An investigation into a charity for people with a serious brain condition has found it wrongly made payments of €84,009 to two former trustees.
The investigation was carried out by the Charities Regulator into the charity Ataxia Ireland.
The irregularities were first reported by Independent.ie in September of last year
The report found the chief executive Barbara Flynn did not inform the charity’s other trustees between January 2014 and June 2015 of the existence of the payments.
The payments were made to two founding trustees who were the chief executive’s parents.
Ataxia is a term for a group of disorders that affect co-ordination balance and speech.
The report also found there was a fundamental weakness in the financial management and control of the charity between 2014 and mid-June 2015.
Evidence of this was the fact that the charity paid the employee pension contributions of €38,500 of the chief executive and another staff member-totalling approximately €900- rather than deducting these payments from their salaries.
This began in July 2010 and was not identified until October 2016
The Charities Regulator John Farrelly has written to the trustees requiring the implementation of a series of corrective actions, identified by the inspectors following their investigation.
The Charities Regulator appointed two inspectors in November 2016 to investigate the affairs of the charity following concerns it received.
The charity trustees have been given 21 days to respond to the Charities Regulator following the publication of the inspectors’ report today. “We have written to the charity trustees to instruct them that we require an action plan which addresses the inspectors’ recommendations,” said Mr Farrelly.
“If we are not satisfied with the response from the charity trustees we reserve the right to intervene under section 74 of the Charities Act 2009 to ensure the charity is protected.”
Section 74 provides the Charities Regulator with the power to apply to the High Court for a range of measures to protect a charity.

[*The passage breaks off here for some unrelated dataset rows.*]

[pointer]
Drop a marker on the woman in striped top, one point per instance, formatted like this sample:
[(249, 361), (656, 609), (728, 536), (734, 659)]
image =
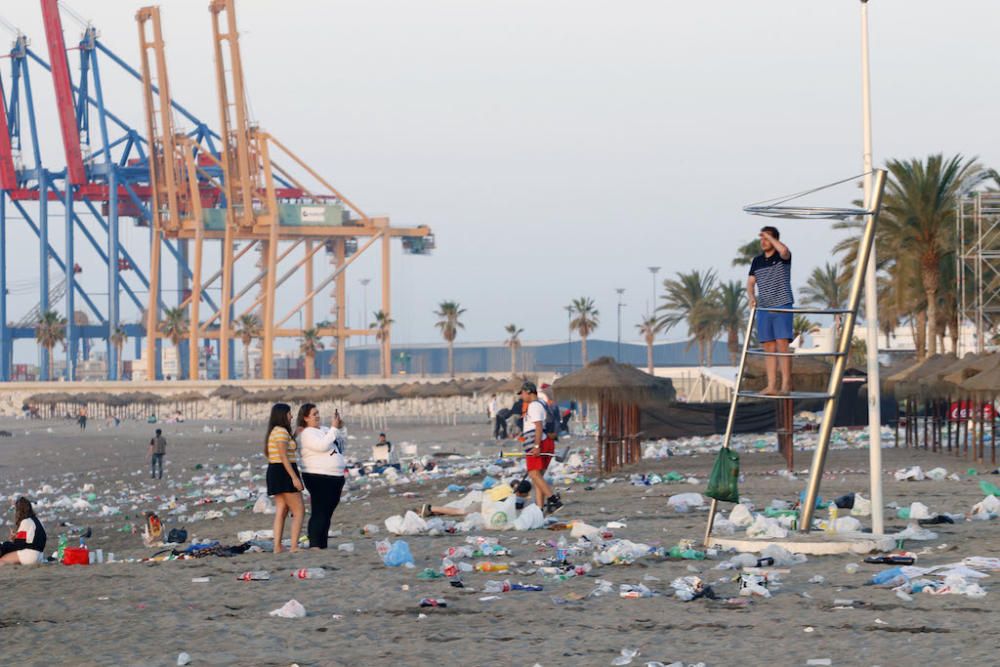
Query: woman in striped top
[(283, 480)]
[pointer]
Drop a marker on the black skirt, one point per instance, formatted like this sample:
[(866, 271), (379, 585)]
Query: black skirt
[(278, 480)]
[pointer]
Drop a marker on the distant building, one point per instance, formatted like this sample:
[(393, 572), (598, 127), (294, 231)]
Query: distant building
[(549, 356)]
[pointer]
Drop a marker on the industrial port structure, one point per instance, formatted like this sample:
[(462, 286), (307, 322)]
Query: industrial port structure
[(207, 198)]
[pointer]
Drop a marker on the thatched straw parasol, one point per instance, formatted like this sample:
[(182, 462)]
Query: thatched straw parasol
[(379, 393), (914, 382), (605, 379), (950, 380), (985, 383)]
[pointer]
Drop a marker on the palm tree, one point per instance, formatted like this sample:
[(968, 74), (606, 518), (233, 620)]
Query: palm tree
[(118, 338), (449, 324), (49, 330), (174, 326), (514, 343), (648, 328), (746, 252), (802, 325), (310, 343), (732, 302), (916, 234), (247, 327), (691, 297), (586, 319), (381, 325), (827, 287)]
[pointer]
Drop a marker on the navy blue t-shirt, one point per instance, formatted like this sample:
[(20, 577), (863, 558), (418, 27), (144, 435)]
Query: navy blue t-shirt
[(774, 280)]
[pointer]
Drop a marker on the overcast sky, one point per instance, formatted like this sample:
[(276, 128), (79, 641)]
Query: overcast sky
[(558, 148)]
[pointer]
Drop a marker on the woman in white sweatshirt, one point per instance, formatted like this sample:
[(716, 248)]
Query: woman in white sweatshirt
[(321, 452)]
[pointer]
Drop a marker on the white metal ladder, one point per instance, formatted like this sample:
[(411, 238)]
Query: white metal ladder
[(840, 354)]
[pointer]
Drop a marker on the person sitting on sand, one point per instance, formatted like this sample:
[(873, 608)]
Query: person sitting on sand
[(283, 480), (27, 539), (522, 491), (323, 469)]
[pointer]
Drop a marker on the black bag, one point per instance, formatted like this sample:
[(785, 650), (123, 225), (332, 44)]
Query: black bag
[(723, 483)]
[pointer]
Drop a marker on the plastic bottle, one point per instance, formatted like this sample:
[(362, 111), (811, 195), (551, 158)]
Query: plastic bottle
[(382, 547), (433, 602), (497, 587), (890, 575), (525, 587), (309, 573), (487, 566)]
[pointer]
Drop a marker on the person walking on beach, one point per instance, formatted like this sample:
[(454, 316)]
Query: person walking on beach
[(770, 286), (538, 448), (323, 467), (283, 481), (27, 539), (157, 450)]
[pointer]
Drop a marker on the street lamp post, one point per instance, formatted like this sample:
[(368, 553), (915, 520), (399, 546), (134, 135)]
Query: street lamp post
[(653, 270), (871, 294), (569, 338), (364, 322), (621, 292)]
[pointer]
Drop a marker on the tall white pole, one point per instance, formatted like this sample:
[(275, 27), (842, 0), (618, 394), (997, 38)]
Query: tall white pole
[(871, 297)]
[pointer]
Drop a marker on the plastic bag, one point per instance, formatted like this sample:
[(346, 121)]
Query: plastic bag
[(723, 483), (682, 501), (411, 524), (862, 506), (399, 554), (263, 505), (741, 516), (291, 609), (499, 515), (531, 517)]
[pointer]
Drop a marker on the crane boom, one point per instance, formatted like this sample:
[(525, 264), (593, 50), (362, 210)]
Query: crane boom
[(8, 176), (64, 92)]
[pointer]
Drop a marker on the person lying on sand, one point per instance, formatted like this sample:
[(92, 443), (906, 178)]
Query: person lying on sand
[(522, 492)]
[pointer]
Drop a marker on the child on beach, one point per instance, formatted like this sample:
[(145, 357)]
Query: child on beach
[(27, 540), (283, 480)]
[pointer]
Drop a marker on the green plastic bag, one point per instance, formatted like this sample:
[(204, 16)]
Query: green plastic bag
[(723, 483)]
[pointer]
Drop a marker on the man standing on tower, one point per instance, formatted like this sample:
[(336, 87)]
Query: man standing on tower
[(771, 275)]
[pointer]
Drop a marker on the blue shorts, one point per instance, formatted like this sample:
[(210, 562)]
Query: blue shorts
[(774, 326)]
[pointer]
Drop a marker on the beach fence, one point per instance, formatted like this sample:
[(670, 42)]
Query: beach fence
[(948, 405)]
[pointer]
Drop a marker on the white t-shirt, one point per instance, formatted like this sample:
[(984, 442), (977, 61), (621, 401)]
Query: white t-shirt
[(533, 418), (321, 451)]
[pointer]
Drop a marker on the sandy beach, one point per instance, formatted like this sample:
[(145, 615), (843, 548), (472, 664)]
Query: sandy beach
[(363, 612)]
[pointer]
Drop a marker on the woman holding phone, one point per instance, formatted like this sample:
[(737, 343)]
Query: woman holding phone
[(283, 480), (323, 467)]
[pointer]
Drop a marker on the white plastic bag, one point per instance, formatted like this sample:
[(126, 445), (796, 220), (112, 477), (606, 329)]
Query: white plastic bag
[(263, 505), (681, 502), (740, 516), (499, 515), (583, 529), (291, 609), (862, 506), (531, 517)]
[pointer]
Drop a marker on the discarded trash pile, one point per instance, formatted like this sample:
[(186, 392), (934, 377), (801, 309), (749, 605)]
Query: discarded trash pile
[(841, 438)]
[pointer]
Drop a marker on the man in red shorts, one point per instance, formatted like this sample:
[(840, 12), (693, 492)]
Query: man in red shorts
[(538, 448)]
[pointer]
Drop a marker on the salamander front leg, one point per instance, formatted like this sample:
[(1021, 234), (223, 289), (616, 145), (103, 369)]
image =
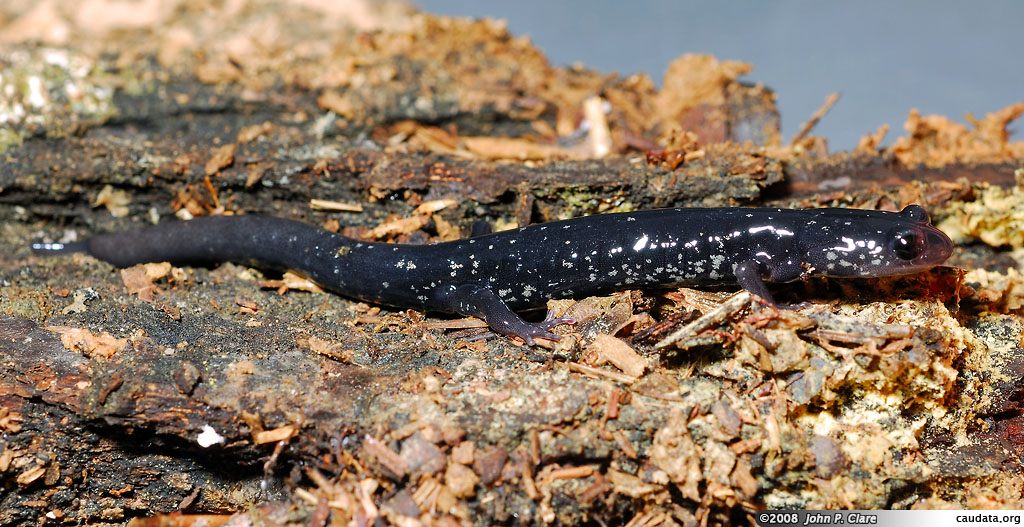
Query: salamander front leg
[(476, 300)]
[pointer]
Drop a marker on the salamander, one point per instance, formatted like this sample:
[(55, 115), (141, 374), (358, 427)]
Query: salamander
[(493, 275)]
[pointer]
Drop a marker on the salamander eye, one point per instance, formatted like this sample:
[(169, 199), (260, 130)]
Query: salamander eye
[(907, 244)]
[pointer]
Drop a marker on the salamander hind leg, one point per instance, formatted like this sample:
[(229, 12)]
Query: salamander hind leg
[(476, 300)]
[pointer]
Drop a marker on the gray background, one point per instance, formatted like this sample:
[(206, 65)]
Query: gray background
[(884, 56)]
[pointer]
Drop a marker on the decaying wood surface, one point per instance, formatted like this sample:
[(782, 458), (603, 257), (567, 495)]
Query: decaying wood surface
[(128, 395)]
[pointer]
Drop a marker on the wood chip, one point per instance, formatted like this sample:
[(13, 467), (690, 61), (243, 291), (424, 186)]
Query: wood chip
[(138, 279), (386, 456), (596, 372), (811, 123), (250, 133), (336, 102), (116, 202), (220, 159), (328, 205), (619, 353), (461, 480), (463, 452), (512, 148), (399, 226), (727, 309), (278, 434), (83, 341), (569, 473), (434, 206), (31, 475)]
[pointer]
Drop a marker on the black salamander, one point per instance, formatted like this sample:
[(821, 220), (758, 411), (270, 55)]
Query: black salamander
[(492, 275)]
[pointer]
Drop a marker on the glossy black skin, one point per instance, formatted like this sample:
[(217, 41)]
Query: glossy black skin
[(493, 274)]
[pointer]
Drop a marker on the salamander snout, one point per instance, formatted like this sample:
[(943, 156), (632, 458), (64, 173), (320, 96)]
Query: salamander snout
[(921, 246)]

Among the findings and conclusions of the inspectors’ report were:
* The two founding trustees did not disclose to the wider management committee that served between January 2014 and mid-2015 details of any payments they received;
* The two founding trustees and the CEO, given her knowledge of the payments and her position within the charity, potentially undermined the management committee’s obligations to consider the disclosure of such payments within the financial statements;
* The absence of the disclosure of the payments to the former founding trustees within the financial statements inhibited the ability of any potential users of the financial statements (including funders or members of the charity at the AGM) to have any knowledge of the existence of any actual payments to trustees or to understand the nature or value of them;
* The charity did not fully operate in accordance with governance best practice in a number of key areas.
The regulator wants the charity trustees to determine if the payments made to the two founding former trustees are recoverable;
• Develop, document and implement suitable procedures for the recruitment of senior roles
• Implement more formal monitoring and reporting arrangements in respect of the role of the CEO;
• Agree and implement a formal arrangement with the CEO to recover the overpayment of employee pension contributions.
A spokesperson for the charity was not available today.